We had lunch at Restaurant Eve. What a fabulous place – excellent food, stellar service and gorgeous furnishings. Lynn had the asparagus velouté soup:
P1100797 by
ozisforme, on Flickr
Which she said was fabulous. She also had a beautiful salad with roasted fingerling potatoes and an amazing salmon mousse:
P1100798 by
ozisforme, on Flickr
Just perfectly made – light and fluffy and the essence of salmon.
I started with a vodka tonic w/ lime:
P1100795 by
ozisforme, on Flickr
which I wouldn’t bother mentioning except it was the best vodka tonic I’ve ever had. The tonic was housemade and the drink was ridiculously expensive - $13, I think. But worth every penny.

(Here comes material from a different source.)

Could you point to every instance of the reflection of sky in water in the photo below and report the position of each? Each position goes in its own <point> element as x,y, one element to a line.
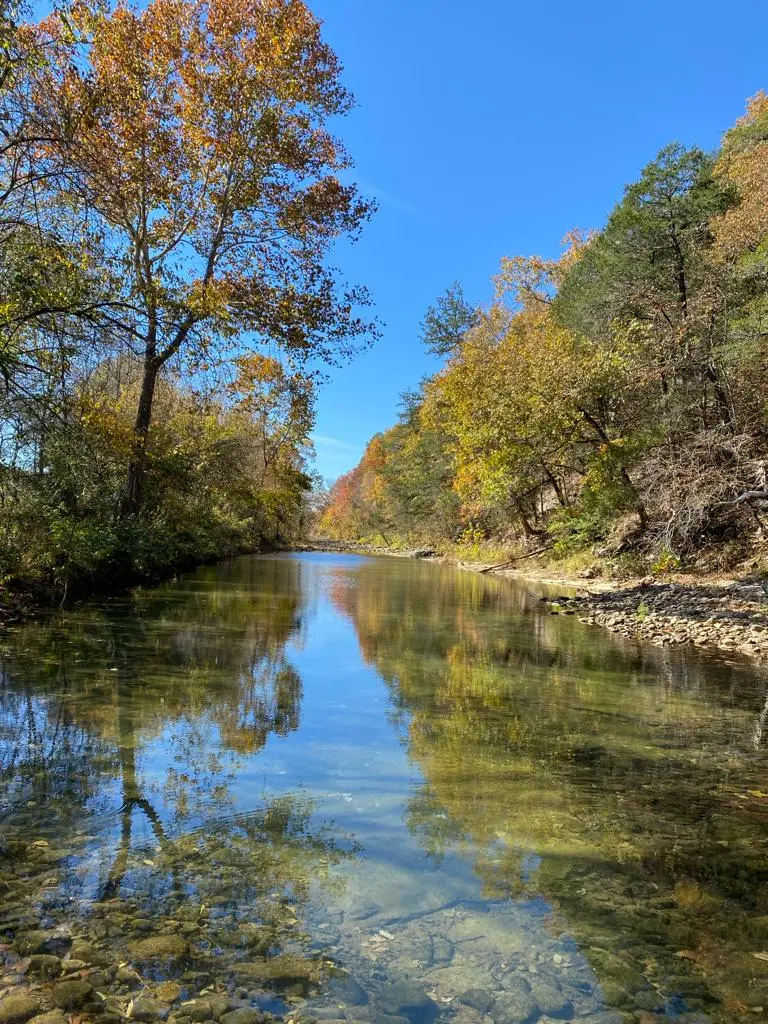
<point>622,716</point>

I had pork belly rillette with salt and pepper pork rinds, Kentucky soy and young coriander:
P1100799 by
ozisforme, on Flickr
My GOD, this was amazing. The rillette was not the chunky kind that we fell in love with in NOLA. It was soft and smooth and silky. More like a mousse really. And just decadently good.
We stopped at Occasionally Cake on King Street for cupcakes:
P1100800 by
ozisforme, on Flickr
On the left is Lynn’s – Amaretto cream frosting on vanilla cake and the other is mine – cotton candy frosting on vanilla cake. Very good – as a matter of fact, the cake was as good as I’ve ever had from a cupcake bakery. I was hoping to sweet talk them into giving me some hints about how they cracked the code on the cotton candy flavor for frosting, but they didn’t. Like my efforts, it was good and sweet, but not terribly cotton candy-like.